This essay is really in line with some of my thinking lately. There was a long time when I felt like covid was taking everything from me, but with time and improvement in my health, I can see that it also gave me gifts. The biggest gift it gave me is so random. I've been studying Korean every day for almost two years now, and it is truly a joy. I never had any special interest in Korea and I certainly never expected to learn an east Asian language. But a few different things collided right when I was really sick and frustrated and afraid my brain might never work well again. I read an article saying that I should practice cognitive tasks that I *expected to be bad at,* not ones that used to be easy or routine. That way, there would be no comparison or disappointment. Or anger. I had always wanted to learn a second language, but didn't have time. And suddenly I had all the time. Plus, Korean seemed basically impossible. The first few sessions of learning the alphabet left me physically shaking from fatigue. But I kept going and I think that built the foundation of eventually returning to my job as a scientist and knowing how to gauge my new limits. So I kept on practicing, day after day. I'm certainly not great at read/writing/understanding Korean yet . . . . that will be a project for the next decade or more.
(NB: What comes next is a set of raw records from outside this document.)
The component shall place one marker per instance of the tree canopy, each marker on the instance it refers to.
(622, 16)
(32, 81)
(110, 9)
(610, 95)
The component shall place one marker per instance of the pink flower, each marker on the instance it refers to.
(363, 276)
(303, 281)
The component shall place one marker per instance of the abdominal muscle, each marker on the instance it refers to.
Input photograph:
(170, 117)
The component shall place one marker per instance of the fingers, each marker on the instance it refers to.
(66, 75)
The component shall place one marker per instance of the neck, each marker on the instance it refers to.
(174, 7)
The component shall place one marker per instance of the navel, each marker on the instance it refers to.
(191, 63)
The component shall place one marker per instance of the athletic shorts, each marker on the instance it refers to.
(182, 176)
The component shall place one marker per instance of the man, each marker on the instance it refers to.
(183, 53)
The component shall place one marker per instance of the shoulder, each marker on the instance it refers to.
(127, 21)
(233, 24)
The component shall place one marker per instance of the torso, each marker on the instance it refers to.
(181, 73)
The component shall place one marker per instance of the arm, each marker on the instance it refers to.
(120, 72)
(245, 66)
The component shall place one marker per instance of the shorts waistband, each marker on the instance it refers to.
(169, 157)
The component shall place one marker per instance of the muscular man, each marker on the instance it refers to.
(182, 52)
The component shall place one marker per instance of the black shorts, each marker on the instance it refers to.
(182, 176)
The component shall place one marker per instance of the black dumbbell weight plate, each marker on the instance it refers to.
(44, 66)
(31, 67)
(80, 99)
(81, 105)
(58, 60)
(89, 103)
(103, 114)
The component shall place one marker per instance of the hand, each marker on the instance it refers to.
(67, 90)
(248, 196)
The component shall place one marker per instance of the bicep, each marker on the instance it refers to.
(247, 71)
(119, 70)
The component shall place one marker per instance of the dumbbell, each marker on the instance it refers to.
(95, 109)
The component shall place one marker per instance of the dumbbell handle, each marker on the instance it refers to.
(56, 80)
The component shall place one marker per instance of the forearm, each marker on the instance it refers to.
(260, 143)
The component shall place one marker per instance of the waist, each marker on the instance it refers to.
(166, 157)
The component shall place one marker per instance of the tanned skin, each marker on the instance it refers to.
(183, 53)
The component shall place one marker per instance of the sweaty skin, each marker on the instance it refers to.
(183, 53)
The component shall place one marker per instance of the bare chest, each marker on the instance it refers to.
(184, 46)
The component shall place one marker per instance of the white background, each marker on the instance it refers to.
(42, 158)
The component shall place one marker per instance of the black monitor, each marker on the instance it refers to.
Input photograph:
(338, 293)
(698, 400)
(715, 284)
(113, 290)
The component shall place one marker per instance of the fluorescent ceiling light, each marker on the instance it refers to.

But I can read children's books and I was able to translate signs people were waving at a concert for my husband. The language has opened up whole worlds of art and music and future hopes for me. So, hell yes to accepting the unexpected gifts!!

PS -- I would certainly be interested in reading your book on Substack. Congratulations for writing it and for beginning another. Those are huge accomplishments even without a life changing illness in the mix.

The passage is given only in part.